Although- if we must interrupt- going from Kashmir via Barolo to Moscato d’Asti is not enough for us. Why not drink a few more glasses of Barolo during Kashmir, is what we’re trying to say.
Just as different moods are related to different types of music, the same can be said about music and wine. Winemaker Clark Smith is somebody who has a passionate interest on this subject. He recommends listening to Ella Fitzgerald Blues with Carneros Chardonnay, to the Beach Boys “California Girls” with California Chardonnay’s, Stan Getz with Chablis and the Doors “People Are Strange” with Sonoma Cabernet’s.

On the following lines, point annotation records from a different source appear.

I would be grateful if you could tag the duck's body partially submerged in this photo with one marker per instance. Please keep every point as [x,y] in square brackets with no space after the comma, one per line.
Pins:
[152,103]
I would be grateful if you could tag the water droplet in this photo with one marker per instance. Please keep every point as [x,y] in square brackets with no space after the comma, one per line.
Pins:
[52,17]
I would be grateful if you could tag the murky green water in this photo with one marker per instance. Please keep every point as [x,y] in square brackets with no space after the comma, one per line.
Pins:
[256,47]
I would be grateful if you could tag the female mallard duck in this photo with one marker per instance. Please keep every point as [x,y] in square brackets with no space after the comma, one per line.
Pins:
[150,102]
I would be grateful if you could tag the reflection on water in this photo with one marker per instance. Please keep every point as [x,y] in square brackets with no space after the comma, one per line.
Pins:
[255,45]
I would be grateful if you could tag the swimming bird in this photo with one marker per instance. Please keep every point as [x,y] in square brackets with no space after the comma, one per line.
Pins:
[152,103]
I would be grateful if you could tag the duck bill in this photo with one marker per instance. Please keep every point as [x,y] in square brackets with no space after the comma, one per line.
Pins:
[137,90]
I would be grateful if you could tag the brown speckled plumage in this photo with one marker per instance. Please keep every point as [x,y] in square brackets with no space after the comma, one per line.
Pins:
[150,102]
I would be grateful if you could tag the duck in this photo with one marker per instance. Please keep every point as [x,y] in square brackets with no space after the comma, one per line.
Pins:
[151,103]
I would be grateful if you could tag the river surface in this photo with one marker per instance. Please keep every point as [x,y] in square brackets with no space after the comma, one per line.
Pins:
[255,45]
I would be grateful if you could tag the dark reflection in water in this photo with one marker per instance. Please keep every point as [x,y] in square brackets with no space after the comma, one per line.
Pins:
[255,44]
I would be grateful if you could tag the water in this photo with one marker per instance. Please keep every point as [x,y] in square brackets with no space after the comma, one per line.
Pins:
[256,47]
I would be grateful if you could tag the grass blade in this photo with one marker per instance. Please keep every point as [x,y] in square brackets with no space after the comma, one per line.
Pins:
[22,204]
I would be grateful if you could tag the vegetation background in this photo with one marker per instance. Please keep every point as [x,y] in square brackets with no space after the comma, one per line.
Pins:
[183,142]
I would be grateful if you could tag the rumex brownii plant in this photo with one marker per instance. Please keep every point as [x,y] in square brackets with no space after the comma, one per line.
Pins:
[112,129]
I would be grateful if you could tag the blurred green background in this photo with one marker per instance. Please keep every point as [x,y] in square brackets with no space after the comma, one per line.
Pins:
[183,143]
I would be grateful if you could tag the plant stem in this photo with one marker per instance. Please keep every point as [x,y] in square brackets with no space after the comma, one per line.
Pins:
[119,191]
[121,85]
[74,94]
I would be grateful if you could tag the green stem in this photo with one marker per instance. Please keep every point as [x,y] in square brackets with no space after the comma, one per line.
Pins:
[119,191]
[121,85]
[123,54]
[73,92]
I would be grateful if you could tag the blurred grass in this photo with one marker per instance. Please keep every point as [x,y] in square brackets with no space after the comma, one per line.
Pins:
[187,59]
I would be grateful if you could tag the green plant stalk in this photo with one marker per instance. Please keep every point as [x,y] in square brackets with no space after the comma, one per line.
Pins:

James Hetfield of Metallica fame believes that the songs of Iron Maiden go well with Cabernet Sauvignon. Although one need not think too much about the relationship between wine and music to say this.When you’re listening to Heavy Metal you should down the Boğazkere brother, or if you insist on foreign wines, blends of Bordeaux, Barolo’s, Australian Premium Shiraz or Shiraz-Cabernet-Sauvignon blends can work. Of course, ZZ Top and Rush will also go well with these reds. My favorite singer among the locals is Esengül, together with a good Boğazkere. And with an Öküzgözü-Boğazkere blend, Orhan Gencebay’s “My World”.
Or, if one was listening to King Crimson- say, One Time- a Kalecik Karası could be sampled, or a good Vosne Romanee. I’m just brain storming here. But it’s worth the try.
There is a famous experiment about this subject. It was sponsored by the famous Chilean wine company Montes and it’s the first experiment that researches the relationship between wine and music. The original name of the experiment is “The Effect of Background Music on the Taste of Wine”. The owner of Montes is Aurelio Montes, who uses background music during the wine making process and who is interested in Feng Shui. He is even contemplating putting song recommendations on the back labels! The study was done by Adrian North, professor of experimental psychology in the Edinburgh Heriot Watt University, on a group of 250 adults. Professor North determined that listening to Carmina Burana while drinking Montes Cabernet Sauvignon increased the effect of the wine by 60 percent, compared to drinking it without music. Listening to Blondie’s Atomic makes the Montes Chardonnay taste even better, apparently! Although even looking at your muddy shoes while listening to Blondie would make you perceive them to be clean, if you ask me.
If this experiment is taken seriously, wine companies may start considering playing music during tastings. Even if you make a bad Cabernet, as long as you pipe Carmina Burana at elevator-music volume, you can subliminally influence tasters and see that the wines grade increases! If that is not enough, crank up Jimi Hendrix’s “All Along the Watchtower”. Lionel Ritchie’s “Easy” goes well with Merlot for example. If you like Syrah, listen to Vangelis’s “Chariots of Fire”. No joke! I’m just quoting the results of the experiment. Just ask Professor North.
If you ask whether it is more important to listen to music to taste the wine better, or to taste the wine to listen to music better; I would say the latter. I like wine, but not as much as I like music brother!